A quench plan, as the name indicates, is designed to quench or cool the seal. It is normally used if short periods of dry running are expected. As illustrated bellow, the fluid is introduced into the area between the back of the seal faces and the close fit exit on the drive side of the pump.
API 682 3rd Edition defines a quench as a “neutral fluid, usually water or steam, is introduced on the atmospheric side of the seal to retard formation of solids that may interfere with movement, or for other purposes.”
Some quench seal plans replace the close fit exit restriction with a secondary seal and a top exiting port that can be plumbed to capture the spent quench fluid and route it away from the rotating assembly. The principal is however just the same, we are trying to cool the seal not in any way flush the seal.

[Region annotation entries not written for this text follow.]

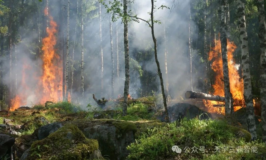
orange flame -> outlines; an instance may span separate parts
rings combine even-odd
[[[211,68],[216,74],[214,77],[214,84],[212,86],[214,91],[213,94],[224,96],[225,91],[223,80],[223,61],[220,40],[215,40],[215,46],[212,49],[208,54],[209,60],[213,61]],[[239,76],[238,71],[239,66],[236,64],[233,55],[233,53],[236,48],[236,46],[234,42],[230,42],[227,40],[227,54],[230,90],[232,95],[234,102],[237,102],[238,103],[240,103],[241,104],[241,106],[239,106],[239,104],[238,104],[239,106],[234,106],[235,111],[245,105],[243,100],[244,87],[243,79],[240,78]],[[220,102],[209,100],[203,101],[203,102],[207,107],[209,112],[211,113],[224,114],[224,107],[214,107],[213,106],[214,104],[220,104]]]
[[[53,17],[49,15],[47,8],[44,10],[44,14],[49,18],[50,26],[46,28],[47,36],[42,40],[42,75],[36,78],[39,83],[37,84],[34,93],[36,102],[43,103],[48,100],[61,100],[63,80],[63,62],[55,49],[57,41],[55,35],[57,32],[57,25]],[[11,111],[15,110],[22,105],[26,104],[27,102],[27,98],[30,95],[27,95],[28,92],[24,91],[32,90],[28,87],[27,83],[28,82],[26,82],[26,80],[29,77],[26,73],[29,67],[26,64],[23,65],[20,86],[24,91],[19,92],[15,98],[11,100],[11,107],[10,109]]]

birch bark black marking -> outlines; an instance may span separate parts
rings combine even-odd
[[[113,30],[112,28],[112,21],[111,16],[110,16],[110,44],[111,47],[111,63],[112,63],[112,77],[111,82],[111,96],[112,98],[114,98],[114,83],[115,64],[114,61],[114,47],[113,46]]]
[[[264,1],[256,0],[259,14],[259,37],[260,47],[260,104],[263,140],[266,142],[266,26]]]
[[[74,43],[73,47],[73,54],[72,55],[72,64],[71,66],[72,75],[71,78],[71,88],[70,93],[70,102],[72,99],[72,93],[73,91],[73,81],[74,77],[74,54],[75,53],[75,45],[76,42],[76,37],[77,34],[77,25],[78,14],[78,1],[77,1],[77,16],[76,18],[76,26],[75,27],[75,36],[74,37]]]
[[[100,37],[101,39],[100,47],[101,55],[101,94],[102,95],[103,90],[103,55],[102,52],[102,11],[101,3],[100,4]]]
[[[70,4],[70,0],[67,2],[67,24],[66,29],[66,58],[65,75],[66,81],[66,96],[65,100],[67,101],[68,98],[68,65],[69,61],[69,6]]]
[[[124,44],[125,50],[125,74],[126,77],[124,88],[124,101],[123,102],[123,115],[127,115],[127,110],[128,95],[129,87],[129,48],[128,47],[128,20],[127,15],[127,6],[126,0],[123,0],[124,23]]]
[[[248,55],[248,36],[246,28],[245,14],[245,0],[238,0],[238,24],[240,31],[242,69],[244,83],[244,97],[247,108],[248,129],[251,135],[251,140],[257,139],[255,114],[252,98],[251,79]]]
[[[231,102],[232,99],[232,94],[230,92],[230,82],[229,81],[229,71],[228,69],[228,59],[227,55],[227,39],[226,37],[226,25],[225,11],[226,5],[225,1],[220,0],[221,7],[221,23],[220,26],[221,36],[221,46],[222,48],[222,57],[223,60],[223,82],[224,84],[225,94],[225,115],[227,117],[231,116],[231,108],[233,107]]]
[[[157,68],[158,70],[158,74],[160,78],[160,81],[161,82],[161,87],[162,91],[162,94],[163,94],[163,99],[164,106],[164,107],[165,112],[165,121],[168,122],[169,121],[169,116],[168,116],[168,110],[167,108],[167,104],[166,104],[166,98],[165,96],[165,93],[164,92],[164,87],[163,81],[163,76],[162,75],[162,73],[161,71],[161,69],[160,68],[160,64],[158,60],[158,58],[157,56],[157,44],[156,39],[154,35],[154,23],[153,21],[153,9],[154,4],[153,0],[151,0],[151,34],[152,36],[152,40],[153,40],[153,43],[154,44],[154,57],[155,58],[155,61],[157,65]]]
[[[84,62],[84,46],[83,45],[83,0],[81,0],[81,98],[83,100],[84,98],[84,76],[83,70]]]

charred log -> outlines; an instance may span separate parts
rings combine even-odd
[[[225,101],[225,98],[223,97],[191,91],[187,91],[185,96],[187,98],[200,98],[222,102]]]
[[[95,98],[95,96],[94,95],[94,94],[92,95],[92,98],[93,98],[93,99],[94,100],[95,102],[96,102],[96,103],[98,105],[101,106],[105,106],[105,103],[108,102],[108,100],[105,99],[105,97],[102,98],[102,100],[97,99],[97,98]]]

Cautionary note: A common mistake is to over-pressure the box and damage the expensive mechanical seal.
Packed Box Seals
The primary goal of all flush water plans is to preclude the pumpage from contaminating the seals. As such flush water plans for packed boxes are very similar to that of mechanical seal boxes. However, as illustrated below there are some obvious mechanical differences. The most striking difference is the addition of a seal (packing) located between the injection port and the exit restriction. This minimizes the volume of flush liquid consumed.
From an operational standpoint, the packed box differs as it requires some leakage to assure lubrication and prevent heat build-up. The mechanical seal box should have no leakage.
When working with a packed box, whether it be a flush, the rule of thumb for setting water pressure is the same. The pump shut off pressure, plus 10% or plus 20 psi, which ever is greater. There is however a difference in how flow rates are set.
With a standard flush plan, flow is typically adjusted by compressing the packing until a few drops are observed leaking out of the seal on the drive side. On a quench plan, flow rate is set by adjusting an inlet valve while at the same time using a valve on the exhaust side to maintain the correct seal box pressure. If the exit water from the seal box is too hot, flow rate is increased until exit water is cool while still maintaining the proper seal box pressure.
I hope this short blog helps clear up some of the confusion with seal flush plans. Before signing off for today, let me confirm the information provided today is general info only. Always refer to the pump manuals for specific details. If still in doubt, our applications team here at Toyo is always willing to support you in any way they can.